Estamos viendo los efectos catastróficos de los grandes seísmos que está sufriendo Nepal: muerte, destrucción y desolación por doquier. Como hace años en Haití, o el supertifòn Haiyan (Yolanda) que asoló gran parte de Filipinas en noviembre de 2013. Azotes sobre países precarios, a medio hacer, algunos situados en lugares inverosímiles, devastados por las fuerzas ciegas de la naturaleza.
 
Tras estos enormes cataclismos suele actuar con desprendimiento la solidaridad internacional, sobre todo la de las naciones “ricas”, en particular las occidentales, lo cual reconcilia a uno con la humanidad, o con sectores determinados de la humanidad, y no le entran ganas de pedir al conductor del planeta que pare un instante “porque me pienso bajarme del mundo”, visto el comportamiento salvaje de no pocos grupos fanáticos.
 
El grueso de la ayuda suelen proporcionarla organismos oficiales de los países desarrollados que envían incluso maquinaria pesada para el desescombro de los edificios derrumbados y personal especializado para la búsqueda de supervivientes bajo las ruinas del siniestro.

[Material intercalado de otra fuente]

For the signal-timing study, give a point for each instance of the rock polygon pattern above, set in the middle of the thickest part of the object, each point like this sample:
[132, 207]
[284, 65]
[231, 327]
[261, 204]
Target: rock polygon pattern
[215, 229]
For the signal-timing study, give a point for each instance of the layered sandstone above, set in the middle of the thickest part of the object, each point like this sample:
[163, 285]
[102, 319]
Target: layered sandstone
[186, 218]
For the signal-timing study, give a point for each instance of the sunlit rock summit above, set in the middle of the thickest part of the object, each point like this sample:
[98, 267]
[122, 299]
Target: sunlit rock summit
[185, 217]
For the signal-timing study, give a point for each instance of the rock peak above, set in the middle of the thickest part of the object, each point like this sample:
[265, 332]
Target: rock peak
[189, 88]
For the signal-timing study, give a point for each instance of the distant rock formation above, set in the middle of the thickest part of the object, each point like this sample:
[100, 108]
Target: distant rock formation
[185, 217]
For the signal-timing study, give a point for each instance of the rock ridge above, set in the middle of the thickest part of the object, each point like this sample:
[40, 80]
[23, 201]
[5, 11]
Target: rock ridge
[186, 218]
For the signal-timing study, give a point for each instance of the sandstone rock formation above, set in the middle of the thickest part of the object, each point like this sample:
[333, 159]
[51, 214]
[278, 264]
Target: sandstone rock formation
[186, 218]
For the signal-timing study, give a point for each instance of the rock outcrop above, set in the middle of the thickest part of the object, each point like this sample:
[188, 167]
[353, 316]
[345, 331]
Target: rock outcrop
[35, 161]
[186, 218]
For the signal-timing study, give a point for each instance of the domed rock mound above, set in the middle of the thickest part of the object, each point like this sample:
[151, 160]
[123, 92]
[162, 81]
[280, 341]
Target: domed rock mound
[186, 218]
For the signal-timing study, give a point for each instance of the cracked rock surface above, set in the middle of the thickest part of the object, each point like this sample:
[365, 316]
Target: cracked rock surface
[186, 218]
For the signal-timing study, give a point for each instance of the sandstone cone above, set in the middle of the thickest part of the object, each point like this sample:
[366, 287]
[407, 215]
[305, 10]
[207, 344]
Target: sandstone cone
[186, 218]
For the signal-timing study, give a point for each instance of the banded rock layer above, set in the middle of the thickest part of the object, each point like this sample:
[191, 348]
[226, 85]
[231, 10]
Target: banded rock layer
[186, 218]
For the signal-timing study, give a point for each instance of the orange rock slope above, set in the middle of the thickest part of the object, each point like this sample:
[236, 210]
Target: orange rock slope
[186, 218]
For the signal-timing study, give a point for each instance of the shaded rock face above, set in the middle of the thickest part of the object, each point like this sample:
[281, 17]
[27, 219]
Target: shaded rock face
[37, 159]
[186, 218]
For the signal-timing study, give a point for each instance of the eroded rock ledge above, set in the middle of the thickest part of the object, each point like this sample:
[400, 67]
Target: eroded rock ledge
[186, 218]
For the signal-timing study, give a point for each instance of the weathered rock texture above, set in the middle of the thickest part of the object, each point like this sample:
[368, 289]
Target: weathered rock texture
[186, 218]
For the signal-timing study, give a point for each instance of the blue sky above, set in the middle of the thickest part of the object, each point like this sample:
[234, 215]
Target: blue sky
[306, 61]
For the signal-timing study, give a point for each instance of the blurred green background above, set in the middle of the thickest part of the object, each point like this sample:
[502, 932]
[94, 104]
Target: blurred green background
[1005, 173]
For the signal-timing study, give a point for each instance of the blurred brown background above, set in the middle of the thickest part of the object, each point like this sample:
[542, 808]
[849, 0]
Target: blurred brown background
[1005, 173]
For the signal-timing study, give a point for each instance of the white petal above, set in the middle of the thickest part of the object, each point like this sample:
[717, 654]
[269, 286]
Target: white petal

Una gran labor humanitaria que no se si la valoramos en toda su grandeza.
 
Hemos de mencionar también a las Cáritas de no pocos países, siempre dispuestas a socorrer las necesidades humanas, allí donde surjan. Mas por desdicha, no todo es oro lo que reluce en tan ingente muestras de solidaridad internacional. Conozco un cura –lo conoce todo el mundo, aunque yo lo soporté personalmente-, que cuando ocurre alguna desgracia colectiva en cualquier parte del mundo, en seguida aparece en TV haciendo publicidad de su aportación, apenas unos cuantos fardos de productos más o menos básicos. Parece que desconoce aquello del Evangelio de que no sepa tu mano izquierda lo que hace la derecha.
 
Es sólo un caso, pero ilustrativo. Cuando la guerra de Irak –aquella de los americanos- allá se fue el cura este a llevar juguetes a los niños iraquíes, los pobrecitos, que no tenían con qué jugar. Aprovechó las cámaras de TV, a las que es muy aficionado, para poner de hoja de perejil a los malditos gringos y dejar constancia de sus devociones “sociatas”. (Lo he visto en algunos jolgorios del puño y la rosa). A mí me hizo una gracia inmensa, porque yo, niño de la guerra civil, nunca tuve un juguete de ninguna clase, ni siquiera una pelota de goma, aunque los chavales de mi calle nos pasábamos horas enteras jugado al fútbol con los “balones” de trapo que nosotros mismos nos fabricábamos. Y trenes con latas de sardinas vacías, que ni el AVE de ahora podría igualarlos. Y miren, ni fallecí ni me sentí desdichado, y aquí sigo para quebranto de la Caja de Pensiones de la Seguridad Social.
 
Ahora aparecen otros en TV como si fueran vendedores de crecepelo, exhibiendo el inevitable niño de la mosca o así, y pidiendo, por favor, diez euros al mes para evitar que este niño del anuncio se muera mañana, no más tarde, mañana exactamente. Y ¿quiénes son estos que piden con tanta premura salvar a John? No lo sé, aunque seguro que habrá quién lo sepa. Por supuesto una ONG, una del infinito número de ONGs que quieren redimir al mundo, pero con dinero ajeno. Habrá sin duda muchas ONGs que llevan a cabo un extraordinaria acción solidaria, pero ¿no se cuelan pícaros en medio de tanta generosidad?
 
¿Hay alguien con autoridad que vigile y controle a tantas ONGs supuestamente caritativas o filantrópicas como existen? “Organizaciones NO gubernamentales” que, la gran mayoría de ellas, por no decir todas, viven principalmente de las subvenciones de los gobiernos. Extraña manera de no ser gubernamental. El día que un plumilla audaz del periodismo de investigación, si es que existe, le hinque el diente a esto de las ONGs, conoceremos cada pastel... Hay mucha industria benefactora de los pobres, que no está claro si los beneficia o se beneficia de ellos. ¡Veríamos!